More broadly, the case signals a regulatory framework in which the competitive terms of AI distribution on major platforms are subject to antitrust enforcement in real time - not only after markets have consolidated. That is a different environment from the one in which most digital advertising and marketing technology businesses have operated over the past decade.

Timeline

Summary

Who: The European Commission, acting through its Directorate-General for Competition, issued an interim measures decision against Meta Platforms, Inc. The decision affects third-party general-purpose AI assistant providers - including services from OpenAI, Microsoft, Perplexity, and others - seeking access to WhatsApp's business infrastructure across the European Economic Area.

What: The Commission ordered Meta to re-instate free access to the WhatsApp for Business API for rival general-purpose AI assistants, under the same terms and conditions that applied before 15 October 2025. Meta must comply within 5 working days. The order remains in force until a final decision is adopted in the underlying antitrust investigation, case AT.41034.
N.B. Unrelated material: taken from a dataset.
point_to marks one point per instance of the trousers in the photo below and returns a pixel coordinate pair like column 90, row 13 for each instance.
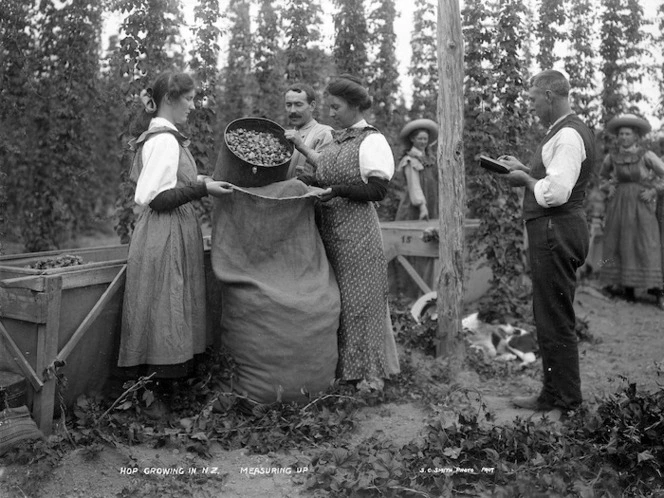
column 557, row 247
When: The interim measures decision was issued on 9 June 2026. The underlying conduct began on 15 October 2025, when Meta introduced policy changes that barred third-party AI assistants from the API. Formal proceedings opened on 4 December 2025. Today's decision is the latest step in a sequence that included a Statement of Objections on 9 February 2026, Meta's revised fee-based policy on 4 March 2026, and a Supplementary Statement of Objections on 15 April 2026.

Where: The decision applies across the European Economic Area. The investigation is headquartered in Brussels and is managed by the Commission's Directorate-General for Competition. Parallel enforcement actions have been taken in Italy by the AGCM and in Brazil by CADE.

Why: The Commission concluded that Meta holds a dominant position in the EEA market for consumer communication applications and that its exclusion of third-party AI assistants from WhatsApp constitutes an abuse of that dominant position. The interim measures were triggered by an assessment that Meta's conduct risks causing serious and irreparable harm to competition in the growing market for general-purpose AI assistants - harm that would be difficult to reverse once it materialises, and that cannot wait for the outcome of a full antitrust investigation.